Tyrosine

Other name(s):

a-amino-b-[p-hydroxyphenyl]-propionic acid

General description and uses

Tyrosine is an amino acid (protein-building block) that the body synthesizes from phenylalanine. This is another amino acid. It helps make neurotransmitters, such as dopamine, norepinephrine, and epinephrine. It helps make thyroid hormones, such as thyroxine. It also helps make melanin. This is the pigment responsible for hair and skin color. Amino acids are available as single amino acids or in amino-acid combinations. They also come as part of multivitamins, proteins, and food supplements. The forms include tablets, fluids, and powders.

You should get all the amino acids you need by eating enough protein in your diet.

People with phenylketonuria may need to take tyrosine supplements. Or medicines that are able to help turn phenylalanine into tyrosine. 

Unproven claims

There may be benefits that have not yet been proven through research.

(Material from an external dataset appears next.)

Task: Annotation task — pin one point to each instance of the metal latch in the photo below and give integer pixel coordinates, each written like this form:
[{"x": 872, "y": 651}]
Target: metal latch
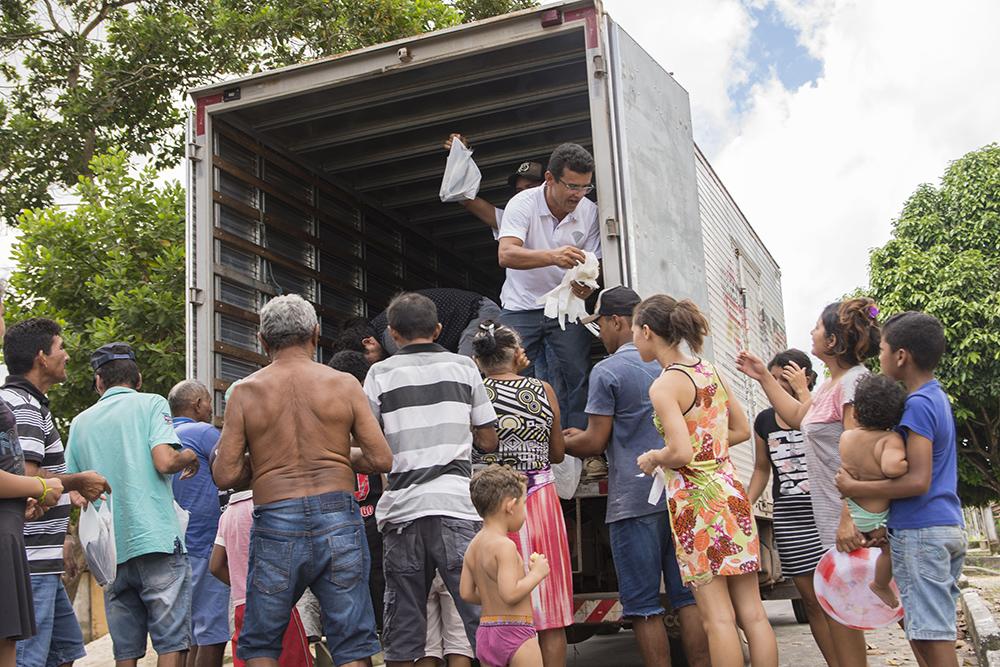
[{"x": 599, "y": 70}]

Tyrosine is said to improve mood. It may help treat depression, anxiety, narcolepsy, and insomnia. It may help suppress appetite and reduce body fat. It may prompt the release of human growth hormone. It’s been used to treat some allergies.

Side effects, toxicity, and interactions

Using a single amino acid supplement may lead to negative nitrogen balance. This can reduce how well your metabolism works. It can make your kidneys work harder. In children, single amino acid supplements may cause growth problems.

You should not take high doses of single amino acids for long periods of time.

You should not use this supplement if:

  • You have melanoma (pigmented type)

  • You have tyrosinemia type I or II

  • You take a monoamine oxidase inhibitor to treat depression

  • You are pregnant or breastfeeding

Talk with your healthcare provider before taking tyrosine supplements if you have an overactive thyroid (hyperthyroid).